That’s compared to just 54 during the last of Daley’s six terms and 67 divided roll calls during the first of Emanuel’s two terms.
Daley and Emanuel routinely had 100% support from “seven or eight” alderpersons and average support well above 90%. Under Lightfoot, there is not a single 100-percenter. The average voting record is 84%.
Three members of Lightfoot’s leadership team — Finance Chair Scott Waguespack (32nd), Workforce Development Chair Susan Sadlowski Garza (10th) and Pedestrian and Traffic Safety Chair Walter Burnett Jr. (27th) — supported Lightfoot 99% of the time.
The biggest contrarian was mayoral challenger Ray Lopez (15th), who supported the mayor’s budgets, initiatives and programs just 38% of the time.
That was followed by Anthony Napolitano (41st) at 56%; Anthony Beale (9th) at 60%; Jim Gardiner (45th) at 63%; Brendan Reilly (42nd) and Edward Burke (14th) at 68%; and Marty Quinn (13th) and Silvana Tabares (23rd) at 69%.
Mayoral challenger Roderick Sawyer (6th), who entered the race last week with an attack on the incumbent’s “mean-spirited” and “uncollaborative” style of governing, voted with Lightfoot 95% of the time.
That could undermine Sawyer’s argument that Lightfoot’s contentious relationship with the City Council has made it more difficult for her to get things done.
Former independent Ald. Dick Simpson (44th) is a principal author of the study. He endorsed Lightfoot four years ago and vowed to do so again.
But Simpson argued Monday that the “numbers don’t lie” in spite of his political bias.
The City Council is edging “closer to a real legislative body” with far more delay and debate. That’s even though Lightfoot ultimately gets her way with “four significant voting blocs”: moderate-liberal; progressive-socialist; conservative; and the Chicago machine.
“She does have to compromise. She does have to hold back some legislation — like [getting rid of] aldermanic privilege over zoning. She can’t just say, ‘I’ll give you a new Burger King, a zoning change or a city project’ and get votes and she doesn’t attempt to,” Simpson said.
Lightfoot has spurned conventional legislative horse-trading in favor of playing hardball — like the time she famously warned members of the Black Caucus who dared to vote against her 2021 city budget, “Don’t ask me for s—t” when it comes to choosing projects for her five-year capital plan.
Even so, she managed to pass “all of her legislation in some form” and has not been forced to exercise her veto power, Simpson said.
“She has won her way. But it’s been through argumentation, putting together coalitions and, of course, she has her biggest support group from among the committee chairs and what we call the `moderate-liberal bloc.’ Which is some committee chairs, some from the Black Caucus and some from the Progressive Caucus,” Simpson said.

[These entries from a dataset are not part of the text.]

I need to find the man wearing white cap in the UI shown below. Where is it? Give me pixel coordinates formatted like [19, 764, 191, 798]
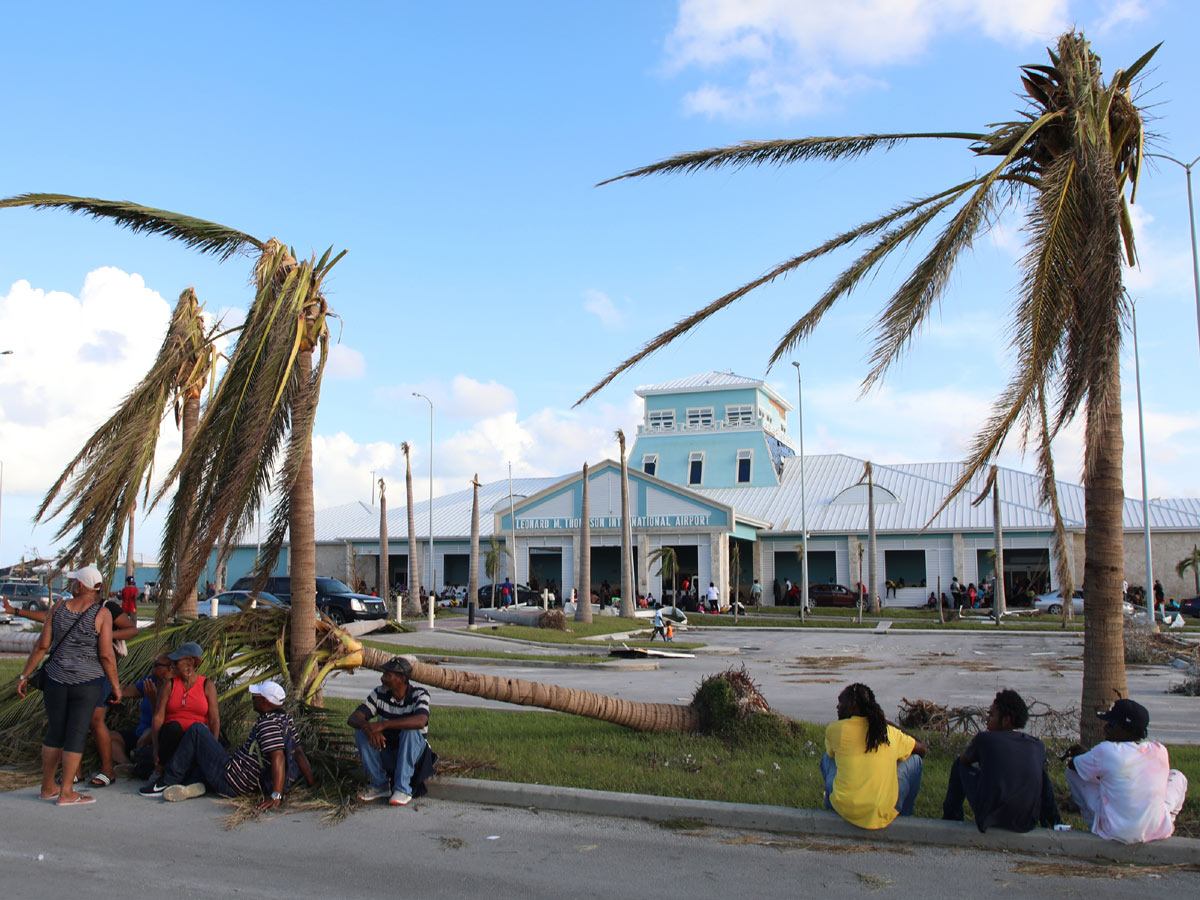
[148, 682, 312, 810]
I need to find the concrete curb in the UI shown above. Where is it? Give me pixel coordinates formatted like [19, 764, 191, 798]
[425, 775, 1200, 865]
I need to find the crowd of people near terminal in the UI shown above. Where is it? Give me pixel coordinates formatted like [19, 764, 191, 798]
[9, 566, 1187, 844]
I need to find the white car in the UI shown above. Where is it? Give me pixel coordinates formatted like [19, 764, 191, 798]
[1033, 588, 1134, 616]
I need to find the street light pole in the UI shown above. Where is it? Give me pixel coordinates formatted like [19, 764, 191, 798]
[1146, 154, 1200, 362]
[1132, 302, 1158, 631]
[413, 391, 438, 631]
[792, 361, 809, 619]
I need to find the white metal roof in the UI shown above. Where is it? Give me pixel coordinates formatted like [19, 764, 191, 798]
[302, 454, 1200, 542]
[634, 370, 793, 409]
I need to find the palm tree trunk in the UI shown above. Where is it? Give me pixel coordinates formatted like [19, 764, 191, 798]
[467, 472, 480, 625]
[288, 347, 320, 691]
[575, 463, 592, 622]
[1084, 369, 1129, 746]
[866, 462, 880, 616]
[379, 479, 396, 618]
[402, 440, 421, 619]
[617, 428, 636, 619]
[362, 647, 701, 732]
[175, 398, 200, 619]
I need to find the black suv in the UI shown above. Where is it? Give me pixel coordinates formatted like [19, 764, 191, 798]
[230, 575, 388, 625]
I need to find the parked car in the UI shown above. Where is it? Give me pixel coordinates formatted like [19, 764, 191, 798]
[233, 575, 388, 625]
[199, 590, 288, 619]
[0, 581, 61, 610]
[809, 584, 858, 607]
[1033, 588, 1136, 616]
[479, 584, 541, 606]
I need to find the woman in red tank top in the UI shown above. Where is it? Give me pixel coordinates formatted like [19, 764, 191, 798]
[151, 641, 221, 779]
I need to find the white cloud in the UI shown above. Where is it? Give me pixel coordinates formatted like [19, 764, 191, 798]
[325, 343, 367, 382]
[583, 289, 629, 331]
[666, 0, 1070, 119]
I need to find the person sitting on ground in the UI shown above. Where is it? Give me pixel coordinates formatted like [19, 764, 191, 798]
[109, 650, 172, 780]
[140, 682, 313, 810]
[821, 684, 925, 829]
[942, 690, 1061, 832]
[347, 656, 434, 806]
[150, 641, 221, 787]
[1067, 700, 1188, 844]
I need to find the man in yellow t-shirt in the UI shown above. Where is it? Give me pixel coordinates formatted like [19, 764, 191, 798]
[821, 684, 925, 828]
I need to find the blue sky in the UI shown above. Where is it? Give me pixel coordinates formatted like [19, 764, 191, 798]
[0, 0, 1200, 562]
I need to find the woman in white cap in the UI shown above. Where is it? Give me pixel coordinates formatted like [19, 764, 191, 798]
[17, 565, 121, 806]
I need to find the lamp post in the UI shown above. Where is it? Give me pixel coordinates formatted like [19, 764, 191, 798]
[1146, 154, 1200, 362]
[1132, 301, 1158, 631]
[413, 391, 438, 631]
[792, 361, 809, 619]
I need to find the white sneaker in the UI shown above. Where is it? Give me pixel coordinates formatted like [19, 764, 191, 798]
[359, 787, 391, 803]
[162, 781, 208, 803]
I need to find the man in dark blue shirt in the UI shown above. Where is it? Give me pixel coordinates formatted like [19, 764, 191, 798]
[942, 690, 1061, 832]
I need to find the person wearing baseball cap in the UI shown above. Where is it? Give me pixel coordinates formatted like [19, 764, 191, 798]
[347, 656, 436, 806]
[150, 682, 313, 810]
[1067, 700, 1188, 844]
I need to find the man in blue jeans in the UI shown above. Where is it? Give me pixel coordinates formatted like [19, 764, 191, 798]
[347, 656, 433, 806]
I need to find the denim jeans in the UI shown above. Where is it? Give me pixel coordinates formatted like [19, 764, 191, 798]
[821, 754, 925, 816]
[354, 728, 425, 794]
[163, 722, 239, 797]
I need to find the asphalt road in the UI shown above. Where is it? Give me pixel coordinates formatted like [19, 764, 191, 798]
[0, 781, 1200, 900]
[326, 620, 1200, 744]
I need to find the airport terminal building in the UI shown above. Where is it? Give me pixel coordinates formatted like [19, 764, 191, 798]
[211, 372, 1200, 606]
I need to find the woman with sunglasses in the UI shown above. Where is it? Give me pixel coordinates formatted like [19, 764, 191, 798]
[140, 641, 221, 797]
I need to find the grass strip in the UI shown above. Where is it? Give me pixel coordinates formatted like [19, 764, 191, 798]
[316, 698, 1200, 836]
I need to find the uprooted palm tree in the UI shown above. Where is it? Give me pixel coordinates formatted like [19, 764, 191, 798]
[0, 193, 344, 677]
[581, 32, 1158, 743]
[37, 288, 218, 618]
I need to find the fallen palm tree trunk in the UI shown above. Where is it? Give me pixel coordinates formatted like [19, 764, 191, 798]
[362, 647, 701, 731]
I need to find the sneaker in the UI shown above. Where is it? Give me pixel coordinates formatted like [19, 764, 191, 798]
[359, 787, 391, 803]
[162, 781, 208, 803]
[138, 779, 167, 797]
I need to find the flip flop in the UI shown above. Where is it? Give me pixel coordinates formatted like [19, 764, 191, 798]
[54, 793, 96, 806]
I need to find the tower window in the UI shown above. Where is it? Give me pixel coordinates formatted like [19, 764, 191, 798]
[642, 454, 659, 475]
[738, 450, 754, 485]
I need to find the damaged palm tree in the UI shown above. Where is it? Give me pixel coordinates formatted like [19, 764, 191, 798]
[0, 193, 344, 674]
[29, 288, 218, 617]
[362, 647, 775, 733]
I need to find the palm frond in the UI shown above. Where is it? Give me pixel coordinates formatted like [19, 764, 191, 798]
[0, 193, 263, 260]
[36, 288, 216, 581]
[596, 131, 986, 187]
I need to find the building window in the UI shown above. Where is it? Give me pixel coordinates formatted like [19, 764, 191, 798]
[738, 450, 754, 485]
[725, 403, 754, 425]
[642, 454, 659, 475]
[646, 409, 674, 431]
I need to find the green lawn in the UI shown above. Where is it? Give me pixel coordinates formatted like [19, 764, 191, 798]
[316, 700, 1200, 836]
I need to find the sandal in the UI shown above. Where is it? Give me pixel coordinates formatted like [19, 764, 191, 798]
[54, 793, 96, 806]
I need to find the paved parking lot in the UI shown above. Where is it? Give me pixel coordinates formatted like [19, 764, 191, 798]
[328, 624, 1200, 744]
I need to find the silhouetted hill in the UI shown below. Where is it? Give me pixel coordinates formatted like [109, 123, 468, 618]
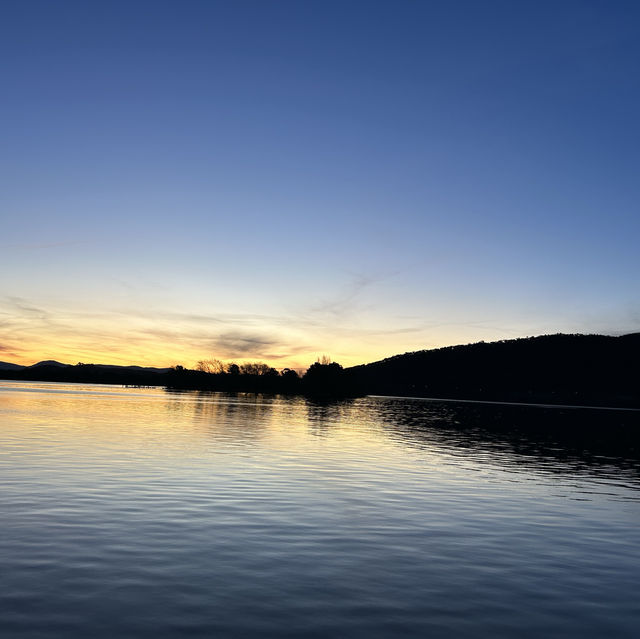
[0, 360, 171, 386]
[28, 359, 68, 368]
[346, 333, 640, 406]
[0, 362, 25, 371]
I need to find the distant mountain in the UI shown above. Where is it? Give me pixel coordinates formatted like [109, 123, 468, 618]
[0, 359, 171, 386]
[346, 333, 640, 406]
[28, 359, 69, 368]
[0, 362, 25, 371]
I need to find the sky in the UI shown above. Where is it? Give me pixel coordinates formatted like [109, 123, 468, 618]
[0, 0, 640, 368]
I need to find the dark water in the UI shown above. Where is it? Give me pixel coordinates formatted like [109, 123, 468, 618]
[0, 382, 640, 638]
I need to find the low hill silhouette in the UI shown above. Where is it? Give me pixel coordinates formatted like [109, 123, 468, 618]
[0, 333, 640, 408]
[346, 333, 640, 407]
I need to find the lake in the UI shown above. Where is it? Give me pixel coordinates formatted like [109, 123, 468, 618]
[0, 382, 640, 639]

If Lightfoot manages to win her uphill battle for a second term, Simpson said the mayor would be wise to steer clear of “personality disputes” that have characterized her first term.
That includes a recorded, obscenity-laced tirade against Lopez after the first of two devasting rounds of looting and a finger-pointing confrontation with Ald. Jeanette Taylor (20th) on the floor of the City Council.
Simpson also advised the mayor to wait until a second term before using the racketeering indictment of former Illinois House Speaker Mike Madigan to renew her push to eliminate aldermanic prerogative over zoning amid resounding opposition from her closest allies.
“If she wins with a significant majority of the vote, she will have the kind of mandate that, I think, the aldermen will have to cave under,” Simpson said.
“The other option is to put it up for a vote just before the election. That’s how the first ethics ordinance passed in 1987.”
Lopez accused Simpson of attempting to “put a positive spin” on the fact that he and his colleagues have chosen “not to be members of the go-along, get-along gang.”
“It doesn’t mean she compromised when these divided votes happen. It just means that she pushed ’em through with lower majorities,” Lopez said.
“That is more dangerous than a rubber stamp. It means that you’re choosing to ignore the opinion of the minority or those who disagree with you just for the sake of getting a win. There is no compromise with this mayor.”